Here is a python script that loads a url and captures response time:

import urllib2
import time

opener = urllib2.build_opener()
request = urllib2.Request('http://example.com')

start = time.time()
resp = opener.open(request)
resp.read()
ttlb = time.time() - start

Since my timer is wrapped around the whole request/response (including read()), this will give me the TTLB (time to last byte).

I would also like to get the TTFB (time to first byte), but am not sure where to start/stop my timing. Is urllib2 granular enough for me to add TTFB timers? If so, where would they go?

+2  A: 

Using your current open / read pair there's only one other timing point possible - between the two.

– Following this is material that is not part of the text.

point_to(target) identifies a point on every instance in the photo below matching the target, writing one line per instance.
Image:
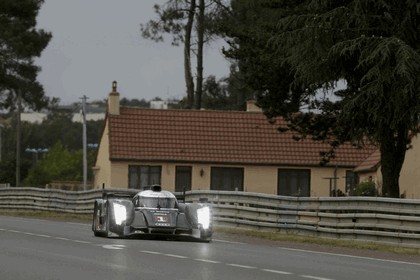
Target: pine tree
(20, 42)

The open() call should be responsible for actually sending the HTTP request, and should (AFAIK) return as soon as that has been sent, ready for your application to actually read the response via read().

Technically it's probably the case that a long server response would make your application block on the call to read(), in which case this isn't TTFB.

However if the amount of data is small then there won't be much difference between TTFB and TTLB anyway. For a large amount of data, just measure how long it takes for read() to return the first smallest possible chunk.

Alnitak
thanks. doing something like "connection time" for the open step might get me what I need (though not really TTFB)
Corey Goldberg
+1  A: 

By default, the implementation of HTTP opening in urllib2 has no callbacks when read is performed. The OOTB opener for the HTTP protocol is urllib2.HTTPHandler, which uses httplib.HTTPResponse to do the actual reading via a socket.

In theory, you could write your own subclasses of HTTPResponse and HTTPHandler, and install it as the default opener into urllib2 using install_opener. This would be non-trivial, but not excruciatingly so if you basically copy and paste the current HTTPResponse implementation from the standard library and tweak the begin() method in there to perform some processing or callback when reading from the socket begins.